Practice these randomly selected questions to test your readiness.

Question 1

A histogram of exam scores is shown below. What is the mean score?

A. 60

B. 70

C. 80

D. 90

Question 2

Find the area under the curve \( y = x^2 \) from \( x = 0 \) to \( x = 4 \).

A. 32

B. 64

C. 96

D. 128

Question 3

Find the magnitude of the vector \( vec{a} = 2hat{i} + 3hat{j} \).

A. 5

B. 10

C. 15

D. 20

Question 4

In a binary system, what is the value of the number represented by the sequence 1011?

A. 3

B. 5

C. 7

D. 9

Question 5

Find the area of the triangle with vertices (1, 2), (3, 4), and (5, 6).

A. 10

B. 20

C. 30

D. 40

Question 6

Solve the quadratic equation \( x^2 + 4x + 4 = 0 \).

A. x = -2

B. x = 2

C. x = -1

D. x = 1

Question 7

Find the equation of the circle with center (2, 3) and radius 4.

A. \( x - 2 \)^2 + \( y - 3 \)^2 = 16

B. \( x - 2 \)^2 + \( y - 3 \)^2 = 32

C. \( x - 2 \)^2 + \( y - 3 \)^2 = 64

D. \( x - 2 \)^2 + \( y - 3 \)^2 = 128

Question 8

Find the derivative of the function ( f(x) = \frac{x^2 + 2x - 3}{x^2 - 4} ) u\sing the quotient rule.

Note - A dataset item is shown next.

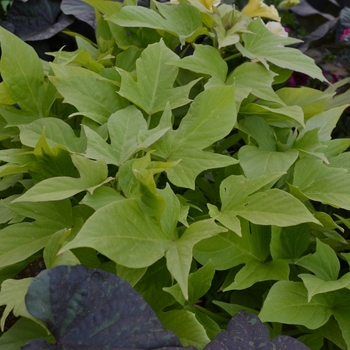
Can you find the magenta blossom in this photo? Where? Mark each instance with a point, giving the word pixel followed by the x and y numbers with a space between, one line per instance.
pixel 345 33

A. \( \frac{\( x^2 - 4 \)\( 2x + 2 \ \) - \( x^2 + 2x - 3 \)(2x)}{\( x^2 - 4 \)^2} )

B. \( \frac{\( x^2 - 4 \)\( 2x + 2 \ \) + \( x^2 + 2x - 3 \)(2x)}{\( x^2 - 4 \)^2} )

C. \( \frac{\( x^2 - 4 \)\( 2x + 2 \ \) - \( x^2 + 2x - 3 \)(2x)}{\( x^2 - 4 \)^2} )

D. \( \frac{\( x^2 - 4 \)\( 2x + 2 \ \) + \( x^2 + 2x - 3 \)(2x)}{\( x^2 - 4 \)^2} )

Question 9

Solve the equation [ x^3 - 6x^2 + 11x - 6 = 0 ].

A. \( x = 1 \)

B. \( x = 2 \)

C. \( x = 3 \)

D. \( x = 4 \)

Question 10

A histogram is constructed with the following data: 2, 4, 6, 8, 10, 12, 14, 16. What is the mean of the data?

A. 7

B. 8

C. 9

D. 10

Question 11

Find the equation of the line pas\sing through the points (1, 2) and (3, 4).

A. y = 2x - 1

B. y = 2x + 1

C. y = x - 1

D. y = x + 1

Question 12

Find the equation of the circle with center \( -2, 3 \) and radius 4.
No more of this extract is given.